DHB (Dihydroboldenone)

DHB — Dihydroboldenone, also known as 1-Testosterone (not to be confused with methylated oral 1-testosterone supplements) — is the 5-alpha-reduced metabolite of Boldenone. Its systematic name is 17-beta-hydroxyandrost-1-en-3-one. Where Boldenone (Equipoise) must be converted by 5-alpha reductase to reach its most androgenically active form, DHB is already in that reduced state, making it a more potent and direct-acting compound. DHB carries an anabolic rating approximately double that of testosterone with an androgenic rating roughly equivalent to testosterone, and critically, it cannot aromatize to estrogen — the 5-alpha-reduced A-ring structure is not a substrate for the aromatase enzyme.

DHB acts through classical androgen receptor binding to promote protein synthesis, nitrogen retention, and satellite cell recruitment in skeletal muscle. Its inability to aromatize means it produces zero estrogenic effects — no water retention, no gynecomastia risk, no estrogen-mediated fat deposition. Unlike its parent compound Boldenone, DHB does not significantly stimulate erythropoietin production, so the hematocrit elevation seen with Equipoise is largely absent. The compound promotes lean, dry tissue accrual with a quality and density that researchers frequently compare to Primobolan or Masteron, but with substantially greater anabolic potency per milligram.

DHB is valued for producing what researchers describe as "clean gains" — lean mass increases with no estrogenic bloating, no progestogenic water retention, and minimal androgenic side effects in non-predisposed individuals. The muscle tissue built on DHB is dense, hard, and well-retained post-cycle. It is one of the few compounds that can serve as a primary anabolic agent in a cutting protocol while still providing enough anabolic stimulus to drive new tissue growth in a caloric surplus. This versatility across dietary contexts is relatively uncommon.

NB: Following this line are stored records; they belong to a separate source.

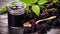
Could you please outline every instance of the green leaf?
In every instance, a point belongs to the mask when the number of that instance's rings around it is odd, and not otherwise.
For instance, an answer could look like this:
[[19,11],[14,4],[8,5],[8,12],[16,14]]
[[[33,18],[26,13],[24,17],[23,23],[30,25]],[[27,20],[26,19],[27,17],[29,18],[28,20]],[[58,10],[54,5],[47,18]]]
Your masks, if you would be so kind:
[[6,12],[7,11],[7,8],[6,7],[4,7],[4,8],[2,8],[2,10],[0,10],[1,11],[1,14],[2,13],[4,13],[4,12]]
[[53,2],[53,3],[56,3],[56,2],[58,2],[58,0],[52,0],[52,2]]
[[11,2],[12,5],[14,5],[16,2]]
[[47,2],[48,2],[48,0],[39,0],[38,4],[39,5],[43,5],[43,4],[47,3]]
[[26,3],[26,5],[30,6],[31,4],[36,3],[38,0],[20,0],[24,3]]
[[26,7],[26,10],[29,10],[29,6]]
[[34,12],[37,16],[39,16],[39,14],[40,14],[40,8],[39,8],[38,5],[33,5],[33,6],[32,6],[32,10],[33,10],[33,12]]
[[30,12],[29,6],[26,7],[26,12],[27,12],[27,13]]
[[9,3],[10,6],[14,6],[14,5],[17,5],[18,2],[11,2]]

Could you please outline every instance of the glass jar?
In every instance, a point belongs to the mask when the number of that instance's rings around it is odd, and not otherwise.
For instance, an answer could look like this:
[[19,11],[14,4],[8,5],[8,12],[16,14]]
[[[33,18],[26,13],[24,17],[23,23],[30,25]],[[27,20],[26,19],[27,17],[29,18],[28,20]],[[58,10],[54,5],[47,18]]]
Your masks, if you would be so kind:
[[26,4],[23,2],[14,2],[7,5],[8,26],[21,27],[25,22]]

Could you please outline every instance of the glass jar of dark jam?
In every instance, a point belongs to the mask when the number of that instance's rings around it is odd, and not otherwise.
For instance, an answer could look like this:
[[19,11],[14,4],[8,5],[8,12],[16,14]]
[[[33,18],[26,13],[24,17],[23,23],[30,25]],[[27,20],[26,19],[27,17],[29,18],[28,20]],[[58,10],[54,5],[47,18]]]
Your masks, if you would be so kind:
[[7,5],[8,9],[8,26],[21,27],[25,22],[25,8],[23,2],[15,2],[13,5]]

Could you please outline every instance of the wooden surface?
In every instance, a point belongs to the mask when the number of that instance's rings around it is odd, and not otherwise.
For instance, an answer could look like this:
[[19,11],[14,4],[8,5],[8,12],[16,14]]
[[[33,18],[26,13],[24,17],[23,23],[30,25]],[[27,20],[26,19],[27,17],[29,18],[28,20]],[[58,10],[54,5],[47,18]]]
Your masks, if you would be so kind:
[[[8,27],[0,27],[0,34],[23,34],[23,30],[24,28],[13,29]],[[38,32],[31,34],[38,34]],[[47,32],[47,34],[60,34],[60,29],[51,29],[50,31]]]
[[7,14],[0,15],[0,26],[8,26]]
[[6,6],[12,0],[0,0],[0,9]]
[[[9,4],[9,2],[12,2],[12,0],[0,0],[0,10]],[[5,18],[7,18],[6,14],[0,15],[0,26],[8,26],[7,19]]]
[[[0,27],[0,34],[23,34],[24,28],[8,28],[8,27]],[[31,34],[37,34],[36,33],[31,33]]]

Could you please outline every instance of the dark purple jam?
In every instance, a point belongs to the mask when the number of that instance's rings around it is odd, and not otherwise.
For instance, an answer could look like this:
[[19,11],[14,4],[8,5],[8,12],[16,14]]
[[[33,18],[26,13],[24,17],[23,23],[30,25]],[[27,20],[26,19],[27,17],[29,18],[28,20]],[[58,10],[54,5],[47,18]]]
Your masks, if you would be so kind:
[[[18,6],[10,7],[13,11],[8,10],[8,24],[13,27],[21,27],[25,22],[25,12],[18,11]],[[16,11],[15,11],[16,10]],[[20,12],[20,13],[19,13]]]

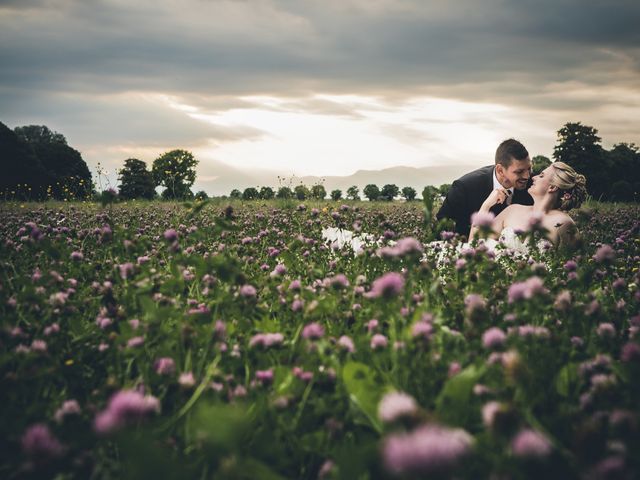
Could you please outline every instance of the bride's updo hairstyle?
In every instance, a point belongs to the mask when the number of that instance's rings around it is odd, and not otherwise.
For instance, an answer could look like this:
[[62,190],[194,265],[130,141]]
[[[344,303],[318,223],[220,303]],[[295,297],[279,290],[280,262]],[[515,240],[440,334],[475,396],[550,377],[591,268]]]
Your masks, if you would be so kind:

This compound is suited to intermediate and advanced researchers who prioritize physique quality and health markers alongside performance outcomes. Its relatively mild side-effect profile (no estrogen, no progestin, moderate androgenicity) makes it accessible to a broad range of researchers, including those who have experienced complications with wetter or more androgenic compounds. The primary caveat is post-injection pain: DHB is known for producing significant injection site discomfort in many researchers, a consequence of the compound's low solubility in standard carrier oils and the resulting crystallization at the depot site.

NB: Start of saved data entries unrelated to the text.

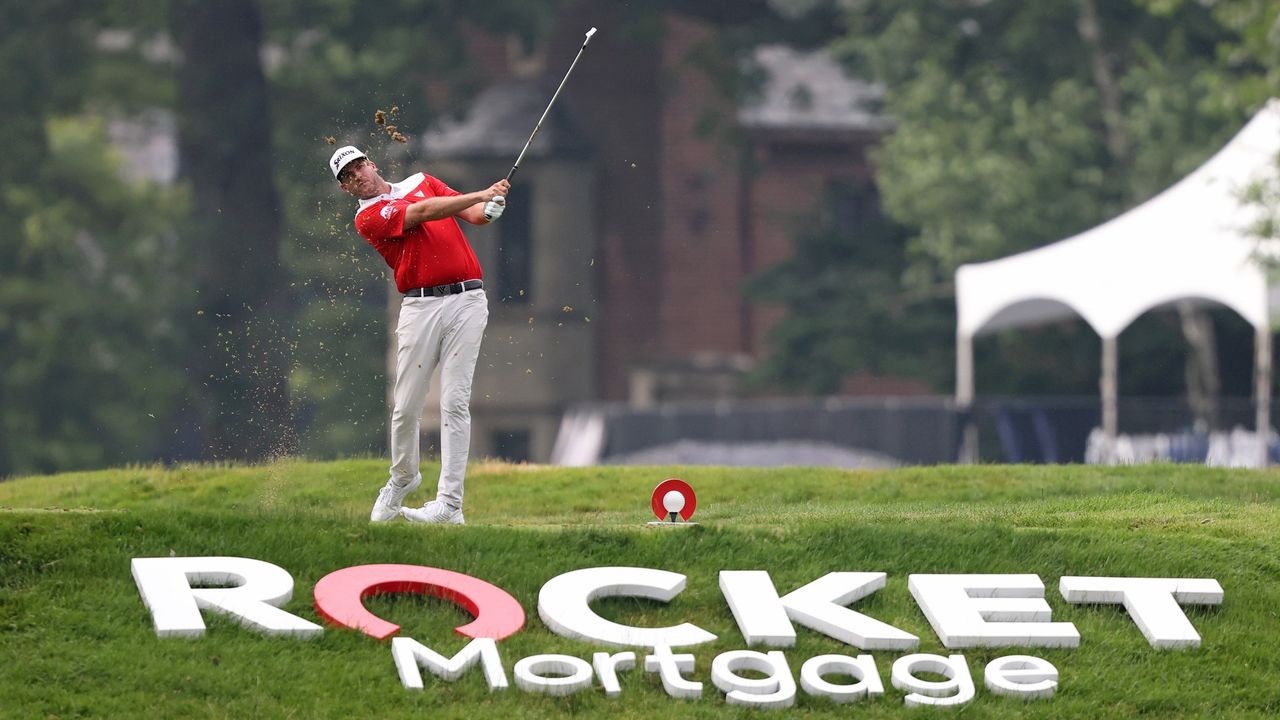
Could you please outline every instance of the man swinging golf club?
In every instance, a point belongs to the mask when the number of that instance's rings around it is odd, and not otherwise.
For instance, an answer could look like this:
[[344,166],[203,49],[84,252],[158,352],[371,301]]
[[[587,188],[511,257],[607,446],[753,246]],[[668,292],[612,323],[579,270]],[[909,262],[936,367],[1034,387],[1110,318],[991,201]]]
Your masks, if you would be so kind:
[[[329,168],[360,201],[356,230],[395,272],[404,293],[396,327],[395,408],[391,413],[391,477],[369,514],[385,522],[403,514],[423,523],[461,525],[463,481],[471,445],[471,379],[489,322],[480,263],[458,218],[484,225],[498,219],[511,183],[499,180],[462,194],[425,173],[388,183],[378,166],[350,145]],[[440,481],[436,499],[402,508],[422,484],[419,418],[431,373],[440,366]]]
[[[424,173],[392,185],[378,174],[377,165],[350,145],[338,148],[329,159],[342,189],[360,201],[356,230],[395,271],[396,287],[404,293],[396,328],[399,350],[395,409],[391,413],[391,478],[373,503],[369,514],[373,522],[391,520],[400,513],[412,522],[463,524],[462,486],[471,449],[471,378],[489,322],[489,307],[480,263],[455,218],[483,225],[501,217],[511,178],[595,33],[595,28],[586,32],[582,47],[533,126],[511,172],[485,190],[463,195]],[[437,363],[440,483],[435,500],[421,508],[403,508],[405,496],[422,484],[418,417]]]

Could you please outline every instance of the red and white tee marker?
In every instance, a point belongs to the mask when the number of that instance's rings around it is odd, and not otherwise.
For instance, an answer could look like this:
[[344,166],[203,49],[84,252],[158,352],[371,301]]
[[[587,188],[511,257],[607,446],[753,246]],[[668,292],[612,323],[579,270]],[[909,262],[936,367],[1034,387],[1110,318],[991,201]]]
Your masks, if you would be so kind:
[[680,478],[667,478],[658,483],[649,499],[658,522],[650,525],[684,525],[693,517],[698,507],[698,496],[693,487]]

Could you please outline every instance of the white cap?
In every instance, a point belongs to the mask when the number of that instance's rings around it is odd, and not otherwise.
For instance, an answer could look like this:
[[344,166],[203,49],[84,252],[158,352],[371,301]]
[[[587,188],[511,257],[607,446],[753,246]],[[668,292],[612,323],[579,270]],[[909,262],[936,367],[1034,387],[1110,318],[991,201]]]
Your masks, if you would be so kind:
[[333,171],[333,176],[338,177],[338,173],[342,172],[342,168],[352,160],[358,160],[365,157],[360,149],[355,145],[344,145],[333,151],[333,157],[329,158],[329,169]]

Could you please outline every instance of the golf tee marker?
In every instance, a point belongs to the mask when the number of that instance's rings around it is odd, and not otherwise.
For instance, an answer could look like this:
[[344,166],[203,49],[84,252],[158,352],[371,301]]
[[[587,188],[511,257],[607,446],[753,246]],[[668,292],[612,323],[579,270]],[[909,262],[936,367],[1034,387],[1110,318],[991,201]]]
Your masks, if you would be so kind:
[[667,478],[653,489],[649,504],[658,517],[658,522],[650,525],[688,525],[698,507],[698,496],[689,483],[680,478]]

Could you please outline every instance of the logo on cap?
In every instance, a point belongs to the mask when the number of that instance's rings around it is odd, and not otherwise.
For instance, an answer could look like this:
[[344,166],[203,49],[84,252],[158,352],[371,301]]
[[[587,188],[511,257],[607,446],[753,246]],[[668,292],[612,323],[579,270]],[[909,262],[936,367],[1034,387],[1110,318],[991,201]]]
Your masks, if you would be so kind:
[[329,159],[329,164],[333,166],[333,176],[337,177],[338,173],[342,172],[342,168],[345,167],[347,163],[362,157],[365,157],[365,154],[360,152],[360,149],[353,145],[338,148],[337,151],[333,153],[333,157]]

DHB is typically formulated with a cypionate ester, giving it a half-life of approximately 5-7 days and supporting twice-weekly injection. Standard research doses range from 200-400mg/week. Injection site management is important — warming the oil, injecting slowly, and rotating sites diligently can mitigate PIP. DHB pairs well with a testosterone base (always required), Masteron for enhanced drying, or Primobolan for maximum lean-tissue preservation with minimal systemic stress. No AI is required for the DHB itself, though any co-administered testosterone will still aromatize and require standard estrogen management.